Natural gas does not have too many assets that correlate strongly with it, so there are not many to choose from when deciding on a hedge for the trade. Over the time span that I’ve gathered data for, platinum has the highest correlation with natural gas prices (+0.62) , and the Euro has the highest divergence (-0.55).
For this trade, I am going to use platinum as the hedge. So, I am shorting natural gas (^NG) and buying platinum (^PL). That way, if natural gas prices go up, so will platinum (based on correlation), and it will offset the natural gas loss.
Commodity Trade #2: Short Sugar
Sugar, over the past few years, has seen an enormous drop in price. The bulk of this drop comes between the months of November and April, during which it averages about a 3% drop per month. The worst month out of the year for sugar, though, is March, when it has averaged an almost-6% drop since 2010.

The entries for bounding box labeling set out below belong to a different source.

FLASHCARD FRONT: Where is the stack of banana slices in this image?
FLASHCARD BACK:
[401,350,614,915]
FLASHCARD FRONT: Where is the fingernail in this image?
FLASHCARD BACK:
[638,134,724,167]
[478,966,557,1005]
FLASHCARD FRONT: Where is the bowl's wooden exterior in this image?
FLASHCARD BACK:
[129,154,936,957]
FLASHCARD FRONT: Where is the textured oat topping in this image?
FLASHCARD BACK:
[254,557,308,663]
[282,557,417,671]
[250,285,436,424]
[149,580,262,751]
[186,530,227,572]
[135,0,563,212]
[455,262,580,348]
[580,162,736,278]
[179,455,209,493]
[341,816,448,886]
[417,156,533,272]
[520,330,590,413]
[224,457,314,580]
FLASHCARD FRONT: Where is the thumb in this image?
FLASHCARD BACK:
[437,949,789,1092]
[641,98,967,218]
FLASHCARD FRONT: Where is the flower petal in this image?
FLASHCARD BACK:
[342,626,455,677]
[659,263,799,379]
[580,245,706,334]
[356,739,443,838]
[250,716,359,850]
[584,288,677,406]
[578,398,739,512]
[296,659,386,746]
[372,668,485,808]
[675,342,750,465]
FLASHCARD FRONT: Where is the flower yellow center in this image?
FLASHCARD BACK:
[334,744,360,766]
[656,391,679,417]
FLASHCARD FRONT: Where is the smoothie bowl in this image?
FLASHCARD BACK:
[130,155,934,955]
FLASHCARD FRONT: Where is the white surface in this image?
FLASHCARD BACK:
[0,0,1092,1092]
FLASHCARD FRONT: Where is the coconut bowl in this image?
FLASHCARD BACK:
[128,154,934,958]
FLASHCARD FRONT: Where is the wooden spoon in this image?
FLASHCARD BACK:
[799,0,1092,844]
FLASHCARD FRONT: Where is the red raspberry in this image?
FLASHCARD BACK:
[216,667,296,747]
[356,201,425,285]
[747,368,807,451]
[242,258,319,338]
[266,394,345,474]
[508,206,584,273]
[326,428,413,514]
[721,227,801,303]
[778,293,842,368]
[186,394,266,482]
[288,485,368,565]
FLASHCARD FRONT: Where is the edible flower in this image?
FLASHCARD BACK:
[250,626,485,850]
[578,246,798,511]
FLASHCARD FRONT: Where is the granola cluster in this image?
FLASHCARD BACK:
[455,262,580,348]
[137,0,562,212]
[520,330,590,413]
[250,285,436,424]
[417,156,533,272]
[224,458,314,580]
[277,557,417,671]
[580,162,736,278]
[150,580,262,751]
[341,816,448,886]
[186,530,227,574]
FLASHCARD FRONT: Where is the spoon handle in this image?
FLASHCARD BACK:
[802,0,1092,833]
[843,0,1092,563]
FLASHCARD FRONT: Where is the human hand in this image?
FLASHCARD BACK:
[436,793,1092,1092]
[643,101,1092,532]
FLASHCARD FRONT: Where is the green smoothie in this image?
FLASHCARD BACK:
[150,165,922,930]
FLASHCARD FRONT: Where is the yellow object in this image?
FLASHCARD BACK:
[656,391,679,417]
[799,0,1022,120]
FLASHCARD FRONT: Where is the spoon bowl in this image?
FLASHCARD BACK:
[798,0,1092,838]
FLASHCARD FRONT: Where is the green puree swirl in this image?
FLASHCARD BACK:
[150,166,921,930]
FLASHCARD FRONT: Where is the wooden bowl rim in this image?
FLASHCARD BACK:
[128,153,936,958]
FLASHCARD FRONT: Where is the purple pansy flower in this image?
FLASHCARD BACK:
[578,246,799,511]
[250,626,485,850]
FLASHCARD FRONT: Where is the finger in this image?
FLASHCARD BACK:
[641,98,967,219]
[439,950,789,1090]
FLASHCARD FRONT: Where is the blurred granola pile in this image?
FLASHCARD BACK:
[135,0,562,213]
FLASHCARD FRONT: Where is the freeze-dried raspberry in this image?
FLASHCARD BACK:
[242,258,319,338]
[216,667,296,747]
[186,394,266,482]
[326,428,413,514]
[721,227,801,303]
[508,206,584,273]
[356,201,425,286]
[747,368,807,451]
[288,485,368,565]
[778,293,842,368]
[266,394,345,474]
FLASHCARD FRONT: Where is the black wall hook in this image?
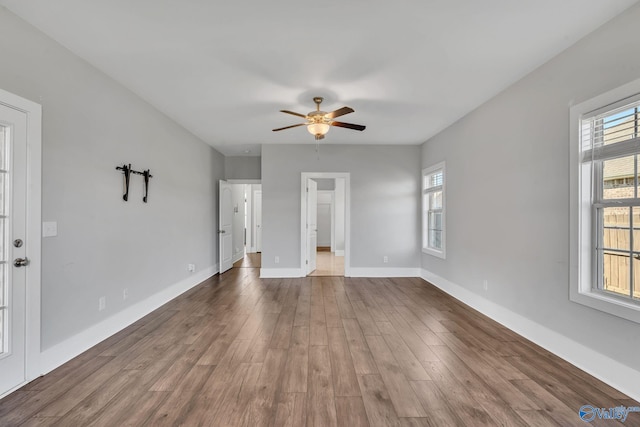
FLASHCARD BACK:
[116,163,132,202]
[142,169,153,203]
[116,163,153,203]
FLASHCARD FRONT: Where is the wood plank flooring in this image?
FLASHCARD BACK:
[0,261,640,427]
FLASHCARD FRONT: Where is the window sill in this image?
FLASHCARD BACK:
[422,248,447,259]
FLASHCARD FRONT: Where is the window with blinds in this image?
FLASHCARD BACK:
[580,96,640,303]
[422,162,445,258]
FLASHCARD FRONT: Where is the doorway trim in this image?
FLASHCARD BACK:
[300,172,351,277]
[0,89,42,398]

Like natural gas, sugar has seen a negative return in 4 of the past 6 years. However, the returns are not nearly as inconsistent. The upside has been minimal; the only positive returns in March during the specified time period are 1.16% and 1.18%, in 2013 and 2014, respectively. Last year, the price fell 8.44%, and in 2011, it fell almost 10%.
Choosing a hedge position on sugar is a lot easier than choosing one for natural gas. Platinum, copper, coffee, and cotton all have correlations of +0.75. Since coffee is the highest at +0.84, that is the one that I will be using, so I will be going long coffee to hedge. Both of these crops are grown in a lot of the same places, Brazil being by far the top producer for both. So, I am going to go short sugar and long coffee.
Seasonal Stock Trade: Buy Bed, Bath, and Beyond
Between the dates of March 2 and April 20 over the past 10 years, Bed, Bath, and Beyond stock has yielded an average return of 12.7%. This is more than likely due to good Q1 earnings reports in recent years, as the report usually falls at the beginning of April. This year, it is projected to be sometime between April 6 and 11. If the stock has already produced good gains by then, I will sell it in case the report does not meet expectations.
The most that the stock has fallen within the date range is 7.41%, and the most that it has gained is 54.07%. So, based on history, this is not too risky of a trade. However, I am still going to place a 10% stop loss in case the market falls or there is a sell-off before the earnings report.